How effective will the Social Innovation Fund prove to be in the long-run?

After reading the articles by Michelle Jolin, I was interested in learning more about the Obama Administration’s efforts to support social innovation and began looking into the Social Innovation Fund. I found that, in August, the Corporation for National and Community Service announced the newest set of recipients of the Social Innovation Fund’s competitive grant competition. (See news realease: http://www.nationalservice.gov/about/newsroom/releases_detail.asp?tbl_pr_id=2024) This year, the awards will go to five intermediaries focused on five different areas; supportive housing for people with complex needs, long-term affordable homeownership, obesity prevention and better nutrition among youth, increasing youth literacy rates, and early childhood learning efforts. What each of the proposals have in common is that (1) they are all working to expand, replicate, or scale efforts in these areas and (2) their efforts are not constrained to one location, but will focus on a number of different locations across geographic areas.

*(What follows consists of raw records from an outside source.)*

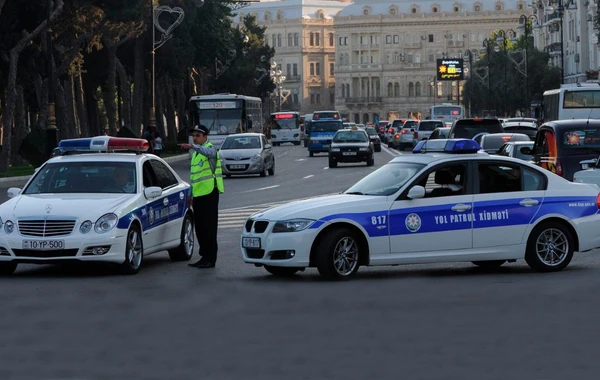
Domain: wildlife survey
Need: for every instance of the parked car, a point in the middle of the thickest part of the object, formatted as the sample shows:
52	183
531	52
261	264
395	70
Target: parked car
247	153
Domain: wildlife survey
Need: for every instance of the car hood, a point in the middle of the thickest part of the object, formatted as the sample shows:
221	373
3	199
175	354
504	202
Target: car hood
232	154
63	205
320	207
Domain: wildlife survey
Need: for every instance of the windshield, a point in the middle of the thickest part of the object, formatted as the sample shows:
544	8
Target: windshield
241	142
325	126
386	180
350	136
219	121
84	177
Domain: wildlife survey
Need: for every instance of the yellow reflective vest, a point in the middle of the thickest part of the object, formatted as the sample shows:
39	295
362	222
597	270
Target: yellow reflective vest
202	178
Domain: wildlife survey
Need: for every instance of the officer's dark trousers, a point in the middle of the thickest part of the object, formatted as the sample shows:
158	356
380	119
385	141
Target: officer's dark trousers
206	218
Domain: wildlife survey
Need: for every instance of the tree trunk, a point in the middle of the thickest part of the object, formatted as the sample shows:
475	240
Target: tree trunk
125	94
138	87
84	128
110	92
170	110
20	129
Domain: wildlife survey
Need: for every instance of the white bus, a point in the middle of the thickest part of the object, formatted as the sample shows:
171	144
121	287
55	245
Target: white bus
446	112
226	114
572	101
285	127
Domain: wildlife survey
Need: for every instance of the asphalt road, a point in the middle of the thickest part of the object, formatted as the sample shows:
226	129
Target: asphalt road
170	321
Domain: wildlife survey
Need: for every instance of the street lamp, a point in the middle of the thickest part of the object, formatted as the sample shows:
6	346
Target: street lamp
524	24
278	78
503	40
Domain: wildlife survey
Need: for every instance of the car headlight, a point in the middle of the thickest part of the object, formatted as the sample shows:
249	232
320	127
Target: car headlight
105	223
9	227
293	225
85	227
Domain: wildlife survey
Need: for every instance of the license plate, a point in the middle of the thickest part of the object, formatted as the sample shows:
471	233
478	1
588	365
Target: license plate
251	242
43	245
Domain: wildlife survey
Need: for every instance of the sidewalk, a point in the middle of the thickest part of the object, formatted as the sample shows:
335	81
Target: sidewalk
20	181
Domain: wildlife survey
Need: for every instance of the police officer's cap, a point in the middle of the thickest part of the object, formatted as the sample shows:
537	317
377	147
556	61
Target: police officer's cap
200	129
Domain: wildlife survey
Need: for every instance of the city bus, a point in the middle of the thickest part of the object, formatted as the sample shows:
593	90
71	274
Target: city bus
446	112
285	127
323	126
572	101
226	114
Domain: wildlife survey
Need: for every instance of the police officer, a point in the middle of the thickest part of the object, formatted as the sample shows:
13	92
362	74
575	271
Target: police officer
206	179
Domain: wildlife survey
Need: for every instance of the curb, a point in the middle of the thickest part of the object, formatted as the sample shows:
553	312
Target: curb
20	181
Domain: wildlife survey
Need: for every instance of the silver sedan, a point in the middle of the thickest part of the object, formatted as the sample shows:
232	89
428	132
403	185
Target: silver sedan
247	153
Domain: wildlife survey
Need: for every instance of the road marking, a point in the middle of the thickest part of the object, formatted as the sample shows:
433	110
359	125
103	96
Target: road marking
262	188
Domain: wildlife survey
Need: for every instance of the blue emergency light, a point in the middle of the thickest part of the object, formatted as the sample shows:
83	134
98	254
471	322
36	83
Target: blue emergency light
457	146
103	144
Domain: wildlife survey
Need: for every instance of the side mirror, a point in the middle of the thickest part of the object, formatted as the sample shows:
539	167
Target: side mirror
152	192
13	192
416	192
526	150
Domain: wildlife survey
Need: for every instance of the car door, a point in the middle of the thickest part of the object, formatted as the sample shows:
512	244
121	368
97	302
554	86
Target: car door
174	199
507	198
442	220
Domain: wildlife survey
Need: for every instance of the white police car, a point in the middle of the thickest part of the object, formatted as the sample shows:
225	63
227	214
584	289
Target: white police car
110	207
434	207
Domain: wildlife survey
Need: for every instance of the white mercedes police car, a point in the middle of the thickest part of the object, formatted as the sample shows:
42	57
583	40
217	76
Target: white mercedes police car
91	204
450	204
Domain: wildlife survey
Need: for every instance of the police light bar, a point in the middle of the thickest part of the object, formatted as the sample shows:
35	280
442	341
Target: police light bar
103	144
457	146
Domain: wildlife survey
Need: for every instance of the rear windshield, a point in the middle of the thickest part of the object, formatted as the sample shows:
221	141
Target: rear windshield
466	129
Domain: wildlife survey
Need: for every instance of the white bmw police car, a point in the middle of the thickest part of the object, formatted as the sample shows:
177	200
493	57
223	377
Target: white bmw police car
451	204
87	205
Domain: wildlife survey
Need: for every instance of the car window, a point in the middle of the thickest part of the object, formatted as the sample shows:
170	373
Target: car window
163	174
499	178
447	180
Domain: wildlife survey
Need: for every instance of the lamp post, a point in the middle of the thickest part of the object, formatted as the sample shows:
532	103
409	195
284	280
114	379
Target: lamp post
503	39
51	130
524	24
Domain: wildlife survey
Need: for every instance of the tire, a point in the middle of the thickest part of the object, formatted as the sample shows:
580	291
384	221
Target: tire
491	264
272	170
282	271
342	245
7	268
539	247
134	251
185	249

In addition, the funds awarded to these initiatives have to be matched twice, leveraging $2 in private funding for every dollar of federal funding.

This program seems to be pretty well aligned with the vision presented in Michelle Jolin’s articles. The Social Innovation Fund brings together support from both the public and private sectors to expand efforts that have already proven successful on a smaller scale. This is only the second year of the Social Innovation Fund. I will be interested to see how effective it proves to be in the long run at supporting initiatives that tackle important social problems.